House Panel To Examine Federal Long-Term Care Premium Hikes

Lawmakers on Wednesday will ask officials why the average enrollee is now paying $111 more per month for coverage.

A House panel on Wednesday afternoon will hold a hearing to discuss the huge premium spike that hit participants in the Federal Long-Term Care Insurance Program on Nov. 1.

The House Oversight and Government Reform Subcommittee on Government Operations, chaired by Rep. Mark Meadows, R-N.C., will hear testimony from the Office of Personnel Management, John Hancock Insurance, and the National Active and Retired Federal Employees Association, on the new federal long-term care premium rates that took effect earlier this month. Average premium rates have increased 83 percent, or $111 more per month, for enrollees who opted not to change their coverage.

Federal employees and retirees with long-term care insurance had until Sept. 30 to view the new premium rates – announced in July – and make changes to their coverage before the increases kicked in on Nov. 1. (For those paying premiums from their retirement benefits, the first payment with the increase will be reflected in the Dec. 1 annuity payment.) The rate increase, which affects most enrollees, varies widely between nothing and 126 percent, depending on an enrollee’s option under the FLTCIP, according to OPM.

More than 96 percent of FLTCIP enrollees who had responded as of Oct. 19 either accepted the increase, or reduced their current coverage, according to OPM. The agency also said at that time it had not seen a decline in the number of new applications since the start of the enrollee decision period.

Despite outrage from enrollees and their advocates, this is the first congressional hearing on 2016’s significant spike, even though OPM said as far back as April that premiums would rise sharply in the fall.
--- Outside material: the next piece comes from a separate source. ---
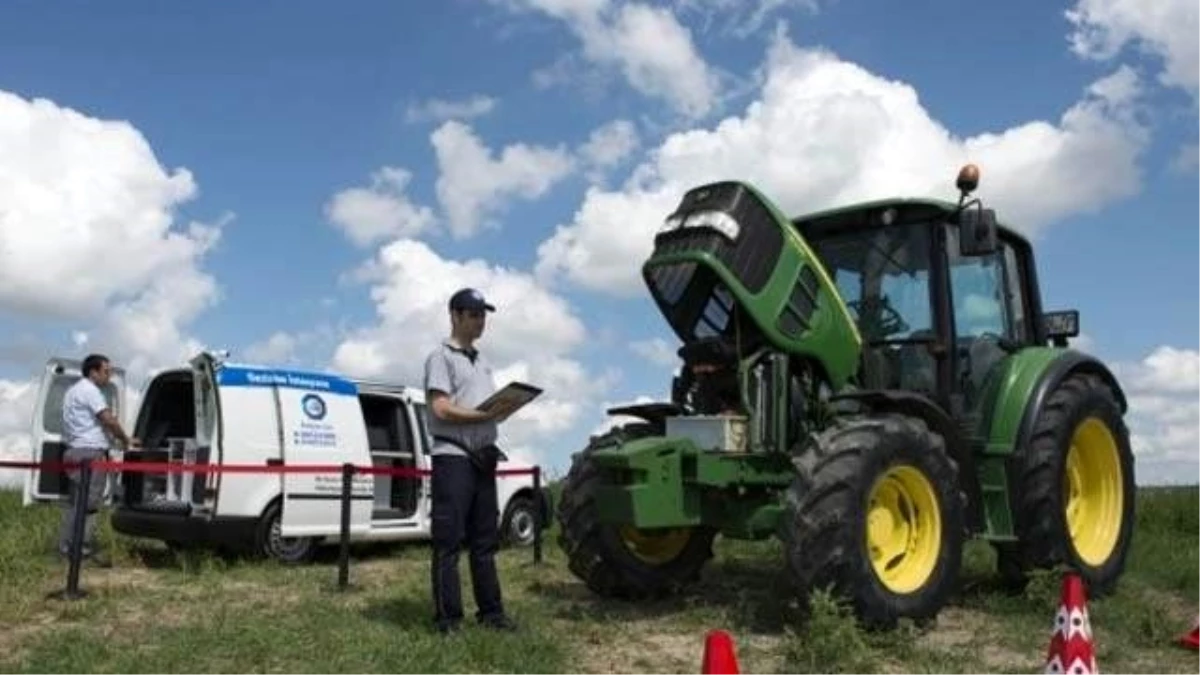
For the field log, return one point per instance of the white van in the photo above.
(223, 413)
House Oversight and Government Reform Chairman Rep. Jason Chaffetz, R-Utah; Meadows; and their Democratic counterparts Reps. Elijah Cummings of Maryland and Gerry Connolly of Virginia, sent a letter in August to FLTCIP contractor John Hancock requesting several documents and reports related to the program's contract and financial health.

OPM announced a new, seven-year contract in April that retained John Hancock, which last received the contract in 2009. (OPM has to issue a new long-term care contract every seven years.) The insurance company was the only one to place a bid for the contract, which remained open for one year. News of the 2016 premium spike added insult to injury: In 2009, FLTCIP enrollees saw their premiums jump by as much as 25 percent.

“John Hancock proposed higher premiums because recent analysis of the program, using updated assumptions based on identified trends and actual claims experience, indicated that the current FLTCIP premiums would not be sufficient to meet the future, projected costs of the benefits,” said a July 18 letter from John O’Brien, OPM’s senior adviser for health policy, to enrollees. O’Brien is scheduled to testify at Wednesday’s hearing.

NARFE, which also will testify at the hearing, has criticized the premium spike, and has been urging lawmakers for months to hold a hearing. “I am stunned at the extent of the increase and angry that this type of financial pressure is being placed on federal employees and retirees,” said NARFE National President Richard G. Thissen, in August. “This situation should not have occurred and signals the need for change in the structure of the FLTCIP to prevent federal employees and retirees from ever facing such huge, unexpected increases again.”

The organization is concerned about what the combination of the increase in FLTCIP premium rates, the small cost-of-living adjustment for retirees announced in October, and a rise in Medicare Part B premiums means for the federal employee and retiree community.